In 2011, Michigan reduced the maximum eligibility period for unemployment benefits from 26 to 20 weeks, one of the shortest benefit periods in the US. The state recently settled a lawsuit involving a scandal in which the state falsely accused tens of thousands of claimants of fraud, forcing struggling workers to unjustly repay of millions of dollars in benefits and penalties. The United Auto Workers (UAW) was involved in the sweetheart settlement, under terms of which not a single state official will be prosecuted or subject to sanctions.
GM timed the layoffs at the Detroit-Hamtramck plant so that workers hired in to staff the second shift, which started up in April 2016, will not have a full year of seniority and therefore will not be eligible for Supplemental Unemployment Benefits. The United Auto Workers 2015 sellout contract agreement with GM helped facilitate the layoffs by allowing the company to expand the number of part-time workers it employs.
Detroit-Hamtramck workers have told the Autoworker Newsletter that perhaps 120 workers were being transferred to a GM engine plant in the city of Romulus, outside Detroit.

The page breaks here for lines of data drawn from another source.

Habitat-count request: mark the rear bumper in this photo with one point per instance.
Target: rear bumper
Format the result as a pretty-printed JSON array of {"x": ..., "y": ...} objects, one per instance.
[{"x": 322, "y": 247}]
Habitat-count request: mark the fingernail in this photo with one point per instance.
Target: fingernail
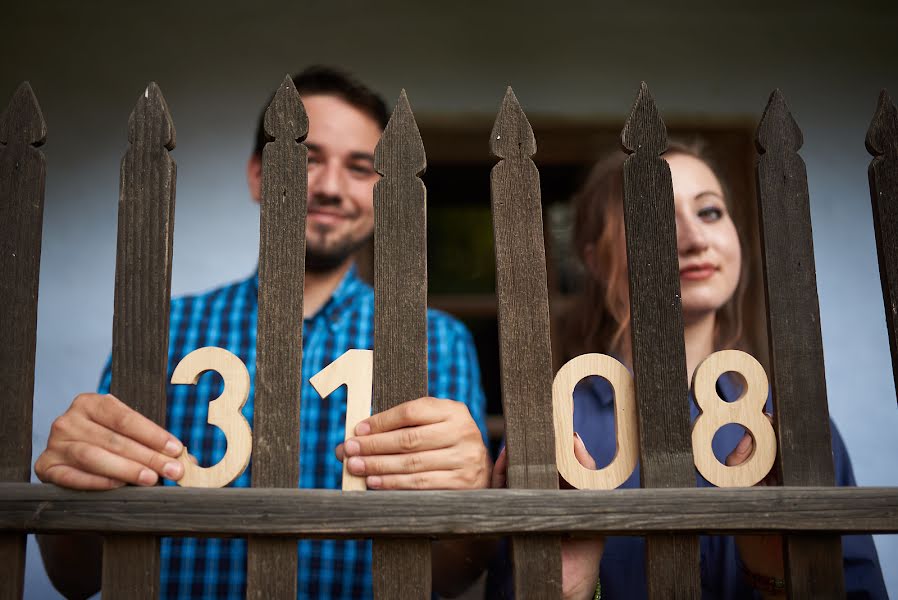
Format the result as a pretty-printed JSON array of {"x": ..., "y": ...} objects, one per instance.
[
  {"x": 356, "y": 466},
  {"x": 146, "y": 477},
  {"x": 172, "y": 470},
  {"x": 173, "y": 447}
]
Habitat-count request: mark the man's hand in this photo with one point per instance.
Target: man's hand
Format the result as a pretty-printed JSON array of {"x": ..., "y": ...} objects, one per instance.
[
  {"x": 761, "y": 554},
  {"x": 100, "y": 443},
  {"x": 428, "y": 443}
]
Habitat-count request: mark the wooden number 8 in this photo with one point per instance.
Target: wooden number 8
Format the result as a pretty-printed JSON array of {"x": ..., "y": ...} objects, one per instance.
[
  {"x": 747, "y": 410},
  {"x": 224, "y": 413},
  {"x": 621, "y": 381}
]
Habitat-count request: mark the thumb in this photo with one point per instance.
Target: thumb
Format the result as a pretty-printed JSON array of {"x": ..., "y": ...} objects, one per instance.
[
  {"x": 582, "y": 453},
  {"x": 741, "y": 452}
]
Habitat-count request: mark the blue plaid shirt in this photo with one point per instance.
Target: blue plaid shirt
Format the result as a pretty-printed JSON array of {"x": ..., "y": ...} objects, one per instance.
[{"x": 226, "y": 318}]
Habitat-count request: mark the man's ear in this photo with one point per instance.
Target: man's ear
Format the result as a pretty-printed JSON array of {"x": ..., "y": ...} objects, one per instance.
[{"x": 254, "y": 177}]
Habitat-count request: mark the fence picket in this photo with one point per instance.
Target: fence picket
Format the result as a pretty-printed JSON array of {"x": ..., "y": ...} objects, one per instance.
[
  {"x": 272, "y": 564},
  {"x": 659, "y": 359},
  {"x": 882, "y": 143},
  {"x": 814, "y": 563},
  {"x": 525, "y": 350},
  {"x": 22, "y": 176},
  {"x": 140, "y": 324},
  {"x": 401, "y": 567}
]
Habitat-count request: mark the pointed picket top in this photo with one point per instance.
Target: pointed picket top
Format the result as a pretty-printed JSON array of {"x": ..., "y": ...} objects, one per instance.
[
  {"x": 882, "y": 137},
  {"x": 512, "y": 135},
  {"x": 23, "y": 118},
  {"x": 150, "y": 122},
  {"x": 777, "y": 128},
  {"x": 644, "y": 129},
  {"x": 286, "y": 116},
  {"x": 401, "y": 142}
]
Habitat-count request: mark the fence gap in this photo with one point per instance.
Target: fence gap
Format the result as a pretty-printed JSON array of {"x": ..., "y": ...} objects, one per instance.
[
  {"x": 525, "y": 346},
  {"x": 813, "y": 563},
  {"x": 401, "y": 567},
  {"x": 659, "y": 359},
  {"x": 271, "y": 564},
  {"x": 882, "y": 143},
  {"x": 22, "y": 176},
  {"x": 140, "y": 324}
]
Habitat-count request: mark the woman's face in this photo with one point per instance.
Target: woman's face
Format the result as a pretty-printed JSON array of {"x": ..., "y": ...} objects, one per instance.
[{"x": 707, "y": 244}]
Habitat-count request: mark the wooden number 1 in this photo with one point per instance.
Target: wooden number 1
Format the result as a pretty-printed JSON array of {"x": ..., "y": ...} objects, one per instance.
[
  {"x": 621, "y": 381},
  {"x": 747, "y": 410},
  {"x": 224, "y": 413},
  {"x": 355, "y": 370}
]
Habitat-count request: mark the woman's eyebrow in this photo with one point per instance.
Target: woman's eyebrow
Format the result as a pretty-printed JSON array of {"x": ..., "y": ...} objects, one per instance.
[{"x": 704, "y": 193}]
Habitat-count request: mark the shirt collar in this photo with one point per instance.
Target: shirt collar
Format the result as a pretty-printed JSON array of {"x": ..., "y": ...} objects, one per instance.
[{"x": 344, "y": 295}]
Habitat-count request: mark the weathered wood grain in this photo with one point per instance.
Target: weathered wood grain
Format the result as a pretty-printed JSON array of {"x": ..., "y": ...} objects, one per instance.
[
  {"x": 140, "y": 324},
  {"x": 659, "y": 358},
  {"x": 524, "y": 337},
  {"x": 271, "y": 564},
  {"x": 814, "y": 564},
  {"x": 882, "y": 143},
  {"x": 22, "y": 176},
  {"x": 333, "y": 514},
  {"x": 402, "y": 569}
]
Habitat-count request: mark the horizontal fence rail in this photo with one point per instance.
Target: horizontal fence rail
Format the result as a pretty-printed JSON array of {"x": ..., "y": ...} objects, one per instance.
[{"x": 333, "y": 514}]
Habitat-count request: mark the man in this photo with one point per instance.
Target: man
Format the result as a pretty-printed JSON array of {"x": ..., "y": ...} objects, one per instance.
[{"x": 99, "y": 443}]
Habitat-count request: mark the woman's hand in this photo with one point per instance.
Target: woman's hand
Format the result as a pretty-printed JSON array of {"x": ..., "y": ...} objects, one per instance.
[
  {"x": 579, "y": 557},
  {"x": 761, "y": 554}
]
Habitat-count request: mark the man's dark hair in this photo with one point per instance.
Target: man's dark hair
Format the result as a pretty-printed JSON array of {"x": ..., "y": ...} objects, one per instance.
[{"x": 328, "y": 81}]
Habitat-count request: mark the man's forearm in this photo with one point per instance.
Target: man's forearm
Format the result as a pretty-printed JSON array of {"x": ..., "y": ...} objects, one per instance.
[{"x": 73, "y": 563}]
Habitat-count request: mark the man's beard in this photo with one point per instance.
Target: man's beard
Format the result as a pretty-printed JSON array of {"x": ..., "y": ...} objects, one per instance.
[{"x": 324, "y": 258}]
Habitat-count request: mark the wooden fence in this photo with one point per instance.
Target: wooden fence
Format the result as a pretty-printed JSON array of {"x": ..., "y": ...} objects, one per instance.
[{"x": 669, "y": 510}]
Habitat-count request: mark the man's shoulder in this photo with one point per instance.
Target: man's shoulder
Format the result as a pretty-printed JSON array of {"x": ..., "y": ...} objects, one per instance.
[{"x": 222, "y": 298}]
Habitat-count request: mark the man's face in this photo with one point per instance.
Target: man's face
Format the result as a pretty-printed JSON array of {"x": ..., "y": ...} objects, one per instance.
[{"x": 340, "y": 216}]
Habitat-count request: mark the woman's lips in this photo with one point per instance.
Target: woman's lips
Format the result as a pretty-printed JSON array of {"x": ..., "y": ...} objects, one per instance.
[{"x": 697, "y": 272}]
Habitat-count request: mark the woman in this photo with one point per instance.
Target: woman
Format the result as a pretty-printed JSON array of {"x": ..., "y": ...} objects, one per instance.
[{"x": 712, "y": 285}]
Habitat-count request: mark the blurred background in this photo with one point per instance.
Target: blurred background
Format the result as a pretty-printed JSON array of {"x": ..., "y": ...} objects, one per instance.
[{"x": 574, "y": 66}]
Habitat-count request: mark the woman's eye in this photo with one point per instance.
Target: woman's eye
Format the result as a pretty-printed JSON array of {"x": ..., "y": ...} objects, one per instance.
[{"x": 710, "y": 213}]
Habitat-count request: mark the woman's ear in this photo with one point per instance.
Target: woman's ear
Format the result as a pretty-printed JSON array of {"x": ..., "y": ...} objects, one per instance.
[{"x": 254, "y": 177}]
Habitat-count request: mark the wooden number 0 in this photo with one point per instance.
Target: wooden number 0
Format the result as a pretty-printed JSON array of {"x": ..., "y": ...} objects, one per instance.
[
  {"x": 224, "y": 413},
  {"x": 355, "y": 370},
  {"x": 621, "y": 381},
  {"x": 747, "y": 410}
]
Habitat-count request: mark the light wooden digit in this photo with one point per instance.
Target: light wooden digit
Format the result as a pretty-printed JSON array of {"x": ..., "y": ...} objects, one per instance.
[
  {"x": 224, "y": 413},
  {"x": 747, "y": 410},
  {"x": 621, "y": 467},
  {"x": 355, "y": 370}
]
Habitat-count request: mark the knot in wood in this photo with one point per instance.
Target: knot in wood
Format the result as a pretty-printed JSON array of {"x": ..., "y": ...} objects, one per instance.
[
  {"x": 512, "y": 135},
  {"x": 285, "y": 117},
  {"x": 150, "y": 122}
]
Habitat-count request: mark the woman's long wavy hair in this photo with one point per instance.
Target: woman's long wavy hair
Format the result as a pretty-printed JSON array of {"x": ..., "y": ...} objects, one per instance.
[{"x": 599, "y": 317}]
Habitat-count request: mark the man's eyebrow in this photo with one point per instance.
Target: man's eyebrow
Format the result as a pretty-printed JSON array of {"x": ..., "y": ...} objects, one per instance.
[{"x": 361, "y": 156}]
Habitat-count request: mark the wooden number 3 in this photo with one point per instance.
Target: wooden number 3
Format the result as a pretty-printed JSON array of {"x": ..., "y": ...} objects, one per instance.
[
  {"x": 224, "y": 413},
  {"x": 747, "y": 410}
]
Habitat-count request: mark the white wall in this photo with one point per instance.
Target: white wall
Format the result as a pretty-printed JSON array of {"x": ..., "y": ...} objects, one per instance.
[{"x": 216, "y": 66}]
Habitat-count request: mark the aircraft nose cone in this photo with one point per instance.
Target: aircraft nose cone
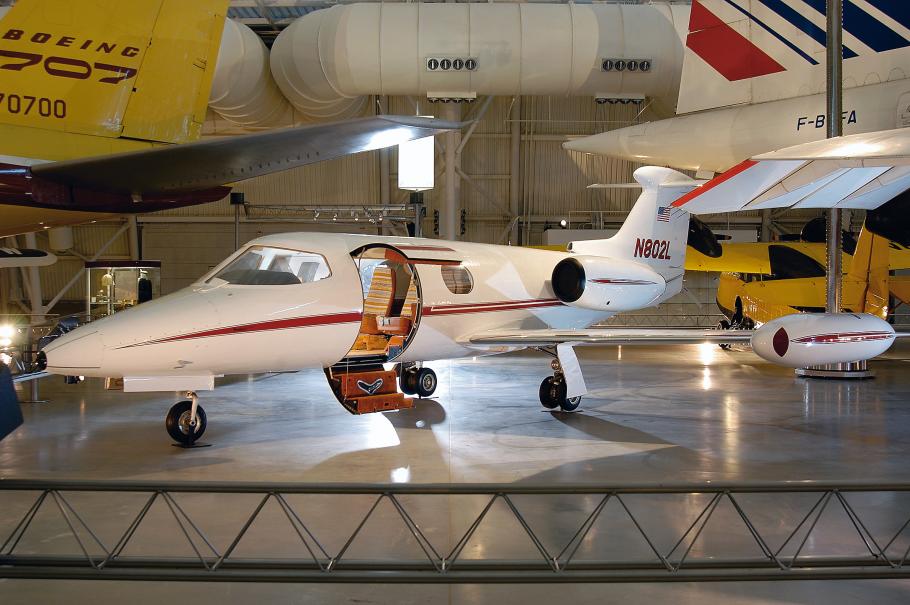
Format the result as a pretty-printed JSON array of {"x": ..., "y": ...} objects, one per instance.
[{"x": 75, "y": 351}]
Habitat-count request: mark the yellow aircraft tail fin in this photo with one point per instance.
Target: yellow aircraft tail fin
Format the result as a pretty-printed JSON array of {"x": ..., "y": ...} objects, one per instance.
[
  {"x": 138, "y": 70},
  {"x": 866, "y": 282}
]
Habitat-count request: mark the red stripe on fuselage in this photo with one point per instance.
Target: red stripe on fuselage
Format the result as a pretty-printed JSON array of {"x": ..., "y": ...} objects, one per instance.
[
  {"x": 624, "y": 282},
  {"x": 843, "y": 337},
  {"x": 515, "y": 305},
  {"x": 262, "y": 326}
]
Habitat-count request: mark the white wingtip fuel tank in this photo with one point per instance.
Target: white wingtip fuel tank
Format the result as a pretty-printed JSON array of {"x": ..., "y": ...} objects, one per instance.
[{"x": 810, "y": 339}]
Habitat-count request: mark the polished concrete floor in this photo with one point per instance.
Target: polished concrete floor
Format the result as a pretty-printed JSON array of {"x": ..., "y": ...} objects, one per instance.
[{"x": 687, "y": 413}]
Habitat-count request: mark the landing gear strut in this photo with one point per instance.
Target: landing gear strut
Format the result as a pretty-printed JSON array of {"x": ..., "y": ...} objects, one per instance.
[
  {"x": 418, "y": 381},
  {"x": 186, "y": 421},
  {"x": 553, "y": 391}
]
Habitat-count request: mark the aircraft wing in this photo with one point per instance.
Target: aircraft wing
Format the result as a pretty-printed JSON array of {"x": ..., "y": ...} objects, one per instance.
[
  {"x": 609, "y": 336},
  {"x": 218, "y": 161},
  {"x": 858, "y": 171}
]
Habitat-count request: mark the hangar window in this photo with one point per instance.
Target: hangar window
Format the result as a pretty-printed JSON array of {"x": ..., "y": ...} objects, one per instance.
[
  {"x": 457, "y": 279},
  {"x": 267, "y": 266},
  {"x": 789, "y": 263}
]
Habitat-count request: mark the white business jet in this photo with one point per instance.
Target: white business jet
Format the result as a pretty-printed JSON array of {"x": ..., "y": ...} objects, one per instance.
[{"x": 355, "y": 305}]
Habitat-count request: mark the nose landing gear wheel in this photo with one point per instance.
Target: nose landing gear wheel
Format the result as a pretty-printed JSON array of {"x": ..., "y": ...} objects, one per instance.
[
  {"x": 179, "y": 423},
  {"x": 724, "y": 325},
  {"x": 553, "y": 395},
  {"x": 551, "y": 392}
]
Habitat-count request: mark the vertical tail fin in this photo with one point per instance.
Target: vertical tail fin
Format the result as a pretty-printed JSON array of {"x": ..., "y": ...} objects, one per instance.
[
  {"x": 138, "y": 70},
  {"x": 654, "y": 233}
]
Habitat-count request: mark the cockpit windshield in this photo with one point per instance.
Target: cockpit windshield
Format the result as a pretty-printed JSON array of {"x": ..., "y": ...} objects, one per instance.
[{"x": 267, "y": 266}]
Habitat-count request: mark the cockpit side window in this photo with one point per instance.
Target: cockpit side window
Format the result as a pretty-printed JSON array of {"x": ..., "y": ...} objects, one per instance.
[{"x": 268, "y": 266}]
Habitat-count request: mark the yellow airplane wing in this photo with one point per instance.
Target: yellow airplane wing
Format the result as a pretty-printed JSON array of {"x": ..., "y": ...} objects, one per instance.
[{"x": 94, "y": 94}]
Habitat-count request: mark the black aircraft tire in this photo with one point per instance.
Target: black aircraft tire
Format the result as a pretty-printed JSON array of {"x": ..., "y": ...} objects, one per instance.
[
  {"x": 724, "y": 325},
  {"x": 177, "y": 423},
  {"x": 550, "y": 393},
  {"x": 426, "y": 382},
  {"x": 408, "y": 381},
  {"x": 570, "y": 404}
]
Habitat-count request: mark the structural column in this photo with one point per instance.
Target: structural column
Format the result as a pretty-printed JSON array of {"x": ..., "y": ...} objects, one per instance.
[
  {"x": 515, "y": 170},
  {"x": 451, "y": 200},
  {"x": 385, "y": 170},
  {"x": 835, "y": 129}
]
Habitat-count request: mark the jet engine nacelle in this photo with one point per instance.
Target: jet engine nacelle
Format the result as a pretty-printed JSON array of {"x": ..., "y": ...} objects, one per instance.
[
  {"x": 606, "y": 284},
  {"x": 809, "y": 339}
]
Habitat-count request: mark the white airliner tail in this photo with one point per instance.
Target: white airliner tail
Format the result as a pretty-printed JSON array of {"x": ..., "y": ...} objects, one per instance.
[
  {"x": 742, "y": 52},
  {"x": 655, "y": 233}
]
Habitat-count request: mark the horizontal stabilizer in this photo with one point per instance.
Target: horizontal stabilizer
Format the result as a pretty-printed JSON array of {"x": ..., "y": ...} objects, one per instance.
[
  {"x": 861, "y": 171},
  {"x": 217, "y": 161}
]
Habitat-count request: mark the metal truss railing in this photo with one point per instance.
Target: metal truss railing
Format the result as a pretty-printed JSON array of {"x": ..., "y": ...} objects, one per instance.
[{"x": 674, "y": 540}]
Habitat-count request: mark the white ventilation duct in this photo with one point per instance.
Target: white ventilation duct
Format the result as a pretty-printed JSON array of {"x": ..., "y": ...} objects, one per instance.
[
  {"x": 243, "y": 91},
  {"x": 326, "y": 62}
]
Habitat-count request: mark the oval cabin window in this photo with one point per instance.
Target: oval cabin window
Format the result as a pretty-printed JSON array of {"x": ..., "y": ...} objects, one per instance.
[{"x": 457, "y": 279}]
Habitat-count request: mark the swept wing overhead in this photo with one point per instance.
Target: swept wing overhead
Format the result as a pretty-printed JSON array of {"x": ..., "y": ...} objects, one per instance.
[
  {"x": 858, "y": 171},
  {"x": 213, "y": 162},
  {"x": 609, "y": 336}
]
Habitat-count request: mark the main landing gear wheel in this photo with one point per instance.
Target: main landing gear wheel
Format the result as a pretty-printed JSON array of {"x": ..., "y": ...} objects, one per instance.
[
  {"x": 553, "y": 395},
  {"x": 408, "y": 381},
  {"x": 418, "y": 381},
  {"x": 180, "y": 425},
  {"x": 426, "y": 382}
]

However, most of those laid off are being told nothing by the UAW about their future status.
Toya said, “The union has been dodging us ever since. All they are providing is help with resumes and unemployment.
“Now I have to start over, start from scratch once again; filling out applications. They are leaving us basically to fend for ourselves.”
The layoffs at GM come following reports of record profits and sales in 2016. Yet a large portion of the workers being laid off next week are not eligible for profit-sharing checks.
John, a longtime veteran worker at the Detroit-Hamtramck plant, said, “I feel like GM cars are overpriced and I am overworked. They are making billions, and we have lights in the factory that don’t work.
“When they added the new shift last year they rushed to get it operational, so there were a lot of problems. They build a lot of different cars in this plant and it takes time to train people adequately.
“As for the UAW, the diplomatic way to say it is they seem more and more complacent. When you get up to their high officers, all they are doing is sitting on their butts collecting a paycheck.
“They are dividing us by saying, ‘If you don’t give concessions we will move jobs to another plant.’ The UAW is letting them get away with this. They don’t want to do anything that upsets management.”
Tammy, who works at AT&T, also stopped by the pizzeria near Detroit-Hamtramck Assembly. She told the Autoworker Newsletter that this was the first she had heard about the layoffs at GM, even though her husband was an autoworker at Ford. She agreed with John, “Our union, the CWA [Communications Workers of America], is in their pocket just like the UAW. All of them are.”
The layoffs at the Detroit–Hamtramck plant follow the announcement by the UAW of a reactionary “Buy American” campaign in line with Trump’s right-wing program of “America First” nationalism. Over the past few days Trump has announced a policy of mass deportations of immigrant workers.
Asked what he thought about the Trump administration, John said, “I do not like Donald Trump. He lied too much. I think the deportations are totally wrong. He claims he wants to make good on his campaign promises, but he is sitting there grabbing his pen and writing all these executive orders.”
Referring to Trump, Tammy said, “Look at the people he is appointing. They are against the things they are supposed to be in charge of.”
Tammy spoke about the fact that many of the workers at Ford and GM work under a two-tier wage scale, with new hires making significantly less than senior workers. “Even making $18 or $19 dollar an hour is not enough,” she said. “I have watched Ford break my husband. They are getting away with murder with the pay they give.
“Where I work everything is for the needs of the business. They offer us flextime, but never when we need it. It’s all for their needs. They won’t even give us medical time when we need it. It is not paid, so I don’t see what the big deal is.”